Transplantation: Innate Alloimmunity and Transplant Tolerance

"Innate immunity is an evolutionarily highly conserved, rapid first line of host defence against invading pathogens in different multicellular organisms, including insects and plants. In mammals, this host defense system precedes adaptive immunity where dendritic cells represent the bridge by translating informative events of innate immunity into antigen-specific events of adaptive immunity," Professor Dr. Walter Land (Munich) emphasizes in his new textbook "Innate Immunity and Allograft Rejection".

"Modern research data clearly indicate that innate immune defense is not only directed against pathogen-induced tissue injury but against any tissue injury, including reactive oxygen species-mediated injury to allografts occurring under donor brain death condition and allograft reperfusion in the recipient.

This implies that, in the situation of organ transplantation, we are dealing with two innate immune systems: that of the donor and that of the recipient. Accordingly, we can differentiate between donor-derived dendritic cells already residing in the allograft during implantation and recipient-derived dendritic cells entering the allograft during reperfusion in the recipient. Both types of dendritic cells, following transplantation, travel from the donor organ to the recipient´s secondary lymphoid tissue where, as immunostimulatory, ”immunogenic” dendritic cells, they stimulate/activate naïve recipient T cells under presentation of allogeneic peptide antigens.

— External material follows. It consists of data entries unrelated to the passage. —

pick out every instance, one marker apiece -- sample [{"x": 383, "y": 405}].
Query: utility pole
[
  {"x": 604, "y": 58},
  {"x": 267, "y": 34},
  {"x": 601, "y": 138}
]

In fact, maturation of immature donor- and recipient-derived dendritic cells into immunostimulatory “immunogenic” cells must be regarded as the key event of innate alloimmunity; a molecular process which is induced via the primary oxidative allograft injury, and to which innate lymphocytes contribute via direct cell-to-cell-contact. The basic reaction/interaction of this process is the recognition of so called damage-associated molecular patterns (DAMPs) by pattern recognition receptors (PRRs) on dendritic cells. It is this injury-induced maturation process which leads to those immunostimulatory, “immunogenic” capacities of dendritic cells, and which is characteristically associated with up-regulation of 3 signals: signal 1 = up-regula­tion of allopeptide-complexing MHC-molecule expression; signal 2 = up-regulation of costimulatory molecule expression; signal 3 = secretion of Th1-cell-polarizing cytokines such as members of the interleukin-12 family, associated with the establishment of an inflammatory milieu and mainly influenced by the activation of intracellular inflammasomes.

Recent insights into molecular mechanisms of innate immunity indicate that dendritic cells do not only provoke an adaptive immune response but, in terms of tolerogenic dendritic cells, are also able to actively induce an immunological tolerance. Thus, immunologists, using various sophisticated experimental designs, succeeded in generating tolerogenic dendritic cells which enabled the researchers to induce true immunological tolerance.

In order to successfully generate tolerogenic dendritic cells, it seems to be of utmost importance to avoid the establishment of an inflammatory milieu, that is to inhibit the up-regulation of signal 3 or even signal 2 and 3. In regard to successful induction of transplant tolerance, this would mean to prevent initial oxidative injury to an allograft. Transplant clinicians should be aware of this aspect of innate alloimmunity when designing and elaborating on future research projects."